III. Les acquits à caution exigés par lesdites lois seront affichés dans les lieux où les grains seront embarqués, et dans celui du déchargement.

IV. La liberté la plus entière continuera d'avoir lieu dans le commerce des grains, farines et légumes secs, par tout le territoire de la République; et les lois relatives à la libre circulation dans l'intérieur de la République continueront d'être exécutées.

V. Il est enjoint aux corps administratifs et municipaux, aux juges-de-paix et aux chefs de la force armée, et généralement à tous les citoyens de donner main-forte à l'exécution de l'art. IV ci-dessus, et d'arrêter ou de faire arrêter sur-le-champ quiconque s'opposerait à la libre circulation des subsistances.

VI. La Convention nationale déclare responsable de toutes pertes, dommages et délits éprouvés par le défaut de réquisitions ou de secours, les membres composant les corps administratifs municipaux, juges-de-paix, chefs de la force armée, ainsi que les communes dans le territoire desquelles ces dommages et délits auront été commis.

VII. Seront punis de mort ceux qui se seront opposés directement à la circulation des subsistances, ou qui auront provoqué ou dirigé les attroupemens; seront punis d'une année de fers ceux qui seront saisis dans ces attroupemens dirigés contre la libre circulation.

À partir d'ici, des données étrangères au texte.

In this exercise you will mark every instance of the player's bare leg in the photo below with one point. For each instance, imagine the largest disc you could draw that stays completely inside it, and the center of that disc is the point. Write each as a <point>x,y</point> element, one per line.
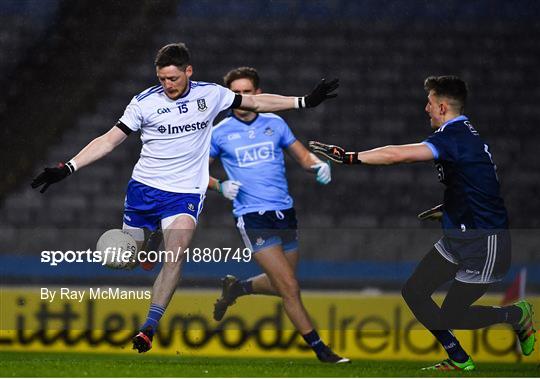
<point>177,237</point>
<point>280,274</point>
<point>261,283</point>
<point>282,279</point>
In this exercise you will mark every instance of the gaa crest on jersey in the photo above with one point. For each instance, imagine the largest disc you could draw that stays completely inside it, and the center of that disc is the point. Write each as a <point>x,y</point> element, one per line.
<point>201,105</point>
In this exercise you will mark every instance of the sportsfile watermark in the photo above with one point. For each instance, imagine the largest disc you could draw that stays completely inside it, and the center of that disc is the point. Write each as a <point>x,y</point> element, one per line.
<point>119,256</point>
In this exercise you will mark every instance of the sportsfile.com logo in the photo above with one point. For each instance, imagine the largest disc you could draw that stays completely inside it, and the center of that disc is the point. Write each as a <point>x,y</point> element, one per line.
<point>252,155</point>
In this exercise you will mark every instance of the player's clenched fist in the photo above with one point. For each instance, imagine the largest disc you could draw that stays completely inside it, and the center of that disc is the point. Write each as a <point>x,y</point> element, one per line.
<point>52,175</point>
<point>322,91</point>
<point>334,153</point>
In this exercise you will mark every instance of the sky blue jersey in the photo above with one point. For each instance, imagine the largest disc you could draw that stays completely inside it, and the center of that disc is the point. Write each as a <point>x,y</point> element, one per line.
<point>252,153</point>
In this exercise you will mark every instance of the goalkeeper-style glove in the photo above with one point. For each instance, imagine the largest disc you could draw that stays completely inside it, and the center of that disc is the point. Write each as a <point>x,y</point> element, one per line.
<point>52,175</point>
<point>324,175</point>
<point>229,189</point>
<point>320,93</point>
<point>334,153</point>
<point>434,213</point>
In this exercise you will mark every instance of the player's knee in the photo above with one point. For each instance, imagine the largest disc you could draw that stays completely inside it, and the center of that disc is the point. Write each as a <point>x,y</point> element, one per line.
<point>412,292</point>
<point>289,288</point>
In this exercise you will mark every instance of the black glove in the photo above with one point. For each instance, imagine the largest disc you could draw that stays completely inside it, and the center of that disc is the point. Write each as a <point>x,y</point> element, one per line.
<point>52,175</point>
<point>320,93</point>
<point>434,213</point>
<point>334,153</point>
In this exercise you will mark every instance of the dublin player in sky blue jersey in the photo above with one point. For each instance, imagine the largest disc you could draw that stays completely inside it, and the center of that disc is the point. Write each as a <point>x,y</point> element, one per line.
<point>250,147</point>
<point>475,248</point>
<point>171,177</point>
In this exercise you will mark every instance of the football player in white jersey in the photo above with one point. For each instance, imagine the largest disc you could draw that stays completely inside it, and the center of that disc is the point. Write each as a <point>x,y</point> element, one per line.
<point>170,179</point>
<point>251,146</point>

VIII. Les dispositions de la loi du 16 septembre sont abrogées. IX. La Convention nationale enverra une instruction sur la nécessité de la libre circulation et du commerce libre des grains. Cette instruction sera envoyée dans les villes, dans les armées, dans les hôpitaux, dans les colléges et dans les écoles, et aux municipalités des campagnes, pour être lue au prône.